El Paso Community College is offering grant funds of $1,000 for full-time students and $750 for part time students when they enroll in fall classes. EPCC is offering a mix of in-person only, in-person and online, and online only class formats. The move is an effort to boost EPCC’s fall enrollment.
Metropolitan Community College in Kansas City, MO will give vaccinated students a free for-credit course. This is not the first time MCC has given away the store. In May, MCC offered a free class to 250 students who could prove that they’d been vaccinated. The new giveaway will provide 1,000 one-course scholarships for vaccinated students who register for the fall. The schools will draw winners lottery-style. Students who won in May will not be eligible
Two more New Jersey community colleges (Hudson CC and Bergen Community College) combined will eliminate nearly $10M in debt students owe to the two institutions. About 7,500 students are affected by the debt relief programs. The institutions hope that debt relief will boost their fall enrollment.

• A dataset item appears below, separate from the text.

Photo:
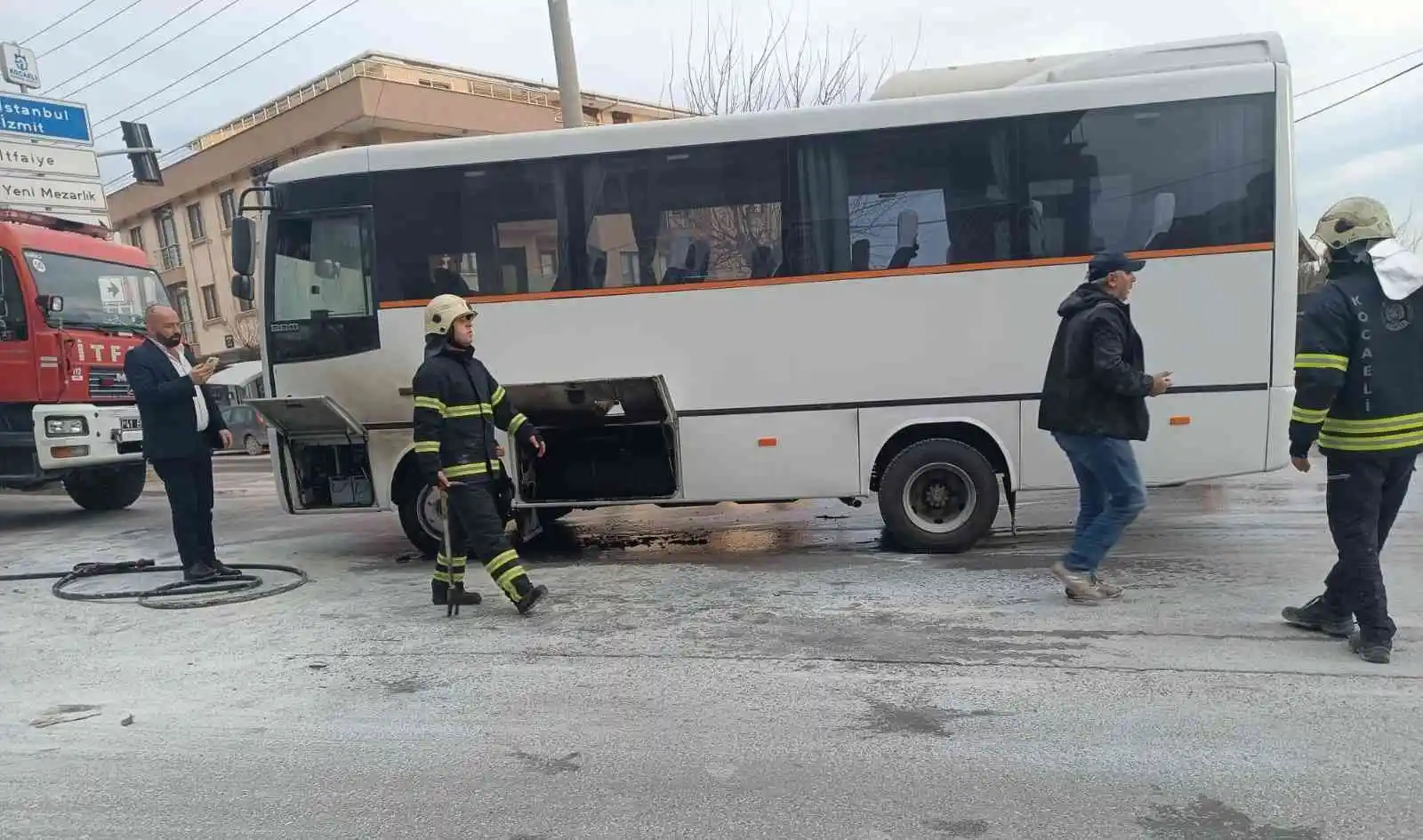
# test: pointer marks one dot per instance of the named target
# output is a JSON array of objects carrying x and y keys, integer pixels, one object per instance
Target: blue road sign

In Michigan, the state is funding two programs for frontline workers and people over the age of 25. The effect is the same: free or discounted community college classes.
Fall enrollment may depend on student confidence
But boosting fall enrollment may be harder than it seems this year. The delta variant of the COVID-19 virus may yet have something to say about the fall semester. Case levels are currently doubling and tripling ever week in certain areas of the country. Should it become necessary to return to stay-at-home, schools will also need to offer support – including computer equipment, Internet service, coaching and other services – for a whole group of students who did not experience learn-from-home last year.
It’s unclear how students will respond to a crushing resurgence of COVID-19 this fall, should it occur. A study conducted by Third Way and New America shows that more than half of currently enrolled college students believe the pandemic is nearing its ends. Surprisingly, fewer than half of surveyed high school seniors share their optimism. Black students currently enrolled in college are even more pessimistic, with just over one-third believing that the pandemic is wrapping up. Worse, one-third of these student groups believe the worst is yet to come.
This pessimism can directly impact community colleges’ fall enrollment. When – after 18 months – students don’t believe the pandemic’s end is in sight – incentives may not be enough to convince students to come back to campus.